You know the days. Yesterday’s to-do list is still to be done, you forgot your egg salad on the kitchen counter back home and somebody left an open package of toner on the photocopier lid that you flipped onto your white-clad self.
A day at the office, we are regularly reminded, ain’t no walk in the park.
It’s moments like these that bring into sharp focus the eminent value of meditation. Long relieved of the new-age associations that preserved its reputation in the granola-crunching realm, meditation is now regarded as a legitimate (and, dare we say, almost mainstream) tool for alleviating stress, fortifying the mind and improving overall physical health.

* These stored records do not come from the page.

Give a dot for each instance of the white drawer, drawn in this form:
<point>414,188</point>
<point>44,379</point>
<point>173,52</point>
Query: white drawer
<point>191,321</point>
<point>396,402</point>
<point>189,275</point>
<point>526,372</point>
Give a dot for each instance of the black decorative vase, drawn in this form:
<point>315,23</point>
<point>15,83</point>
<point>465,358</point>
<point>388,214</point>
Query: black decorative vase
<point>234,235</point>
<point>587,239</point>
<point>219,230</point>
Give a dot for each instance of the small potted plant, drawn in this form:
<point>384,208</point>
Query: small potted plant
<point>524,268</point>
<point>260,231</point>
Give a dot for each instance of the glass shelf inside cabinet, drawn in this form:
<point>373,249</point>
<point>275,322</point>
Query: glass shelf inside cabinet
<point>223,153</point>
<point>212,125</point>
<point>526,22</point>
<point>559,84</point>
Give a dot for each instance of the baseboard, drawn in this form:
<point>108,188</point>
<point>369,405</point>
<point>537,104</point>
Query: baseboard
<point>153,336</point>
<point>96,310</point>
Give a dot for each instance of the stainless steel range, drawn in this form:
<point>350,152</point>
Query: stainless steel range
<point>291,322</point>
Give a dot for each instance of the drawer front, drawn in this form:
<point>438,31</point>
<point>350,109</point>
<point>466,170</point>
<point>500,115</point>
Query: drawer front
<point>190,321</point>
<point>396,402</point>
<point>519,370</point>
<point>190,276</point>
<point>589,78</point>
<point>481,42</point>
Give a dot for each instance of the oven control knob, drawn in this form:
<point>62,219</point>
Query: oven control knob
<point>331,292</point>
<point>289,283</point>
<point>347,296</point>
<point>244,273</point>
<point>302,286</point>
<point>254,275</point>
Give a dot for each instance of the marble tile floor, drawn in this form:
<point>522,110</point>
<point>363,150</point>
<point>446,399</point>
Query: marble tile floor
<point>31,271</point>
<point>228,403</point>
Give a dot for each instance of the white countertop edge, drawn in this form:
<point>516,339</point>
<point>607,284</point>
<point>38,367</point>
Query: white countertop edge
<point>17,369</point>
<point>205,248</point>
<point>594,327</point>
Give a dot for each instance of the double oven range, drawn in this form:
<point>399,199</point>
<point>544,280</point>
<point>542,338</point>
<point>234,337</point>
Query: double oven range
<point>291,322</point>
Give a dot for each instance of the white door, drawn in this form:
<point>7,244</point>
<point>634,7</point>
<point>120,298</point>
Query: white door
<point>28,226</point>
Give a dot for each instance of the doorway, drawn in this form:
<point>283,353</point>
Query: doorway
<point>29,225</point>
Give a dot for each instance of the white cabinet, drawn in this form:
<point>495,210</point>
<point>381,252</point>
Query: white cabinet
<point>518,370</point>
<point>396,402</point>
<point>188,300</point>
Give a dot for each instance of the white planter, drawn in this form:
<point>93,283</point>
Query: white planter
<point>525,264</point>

Less publicized? Its legitimate application to those occasions when one doesn’t have the luxury of a silent stretch of time or a spongy yoga mat to melt into. Like the workplace.
What a small-minded approach to such a big-minded topic.
Indeed, children and money and remote control possession notwithstanding, what causes more tightening of the jaw and clenching of the gut than work? Stress is an occupational hazard that spreads its poison into every professional pursuit, no matter the job. And while a little bit’s useful for motivation, too much can rob you of health.
What’s more, an individual who meditates is a boon to her company for the increased productivity and harmony she’ll bring back to her work. Research has shown that just a few minutes of daily meditation can make workers happier, relaxed enough to be less prone to mistakes and generally healthier.
If you’re lucky, your workplace offers a meditation at work program, whether on site or through a community space. But if you’re on your own in this peacemaking pursuit, fear not. The expanse of time and space required for meditation isn’t the matter of material limitation you might think. Bum in office chair in front of computer screen is setting enough for relief.
To wit, then, some suggestions for low-key meditative exercises one might perform on the job without the need of extraneous equipment or the worry of alarming coworkers:
• Sit high in your chair and allow your arms to dangle at your sides. Close your eyes. Beginning with your toes and moving up, tense and relax your muscles. Ankles, legs, buttocks, stomach, back, shoulders, arms, face. Tighten, release. When you reach your hair roots, stop. Breathe deeply. Drink in the calm. Done.
• Stop what you’re doing and rest your hands in your lap. Close your eyes. Breathe in deeply, directing your breath to the lowest depths you’re able. Take two counts for every inhalation, two for every exhalation. Concentrate on the passage of air through your body—and nothing more. Mindful breathing stabilizes blood pressure and increases oxygen flow to the brain. Done.
• Close your eyes and breathe. Visualize yourself in a safe, nourishing place in your life, maybe a beach towel, or the lap of a parent when you were a child. Close out your technology-buzzing surroundings and concentrate on the details—the sights, smells and sounds of this place—and how they made you feel. Transport yourself wholly, and spend a few minutes on this rhythmic mental getaway. Open your eyes. Done.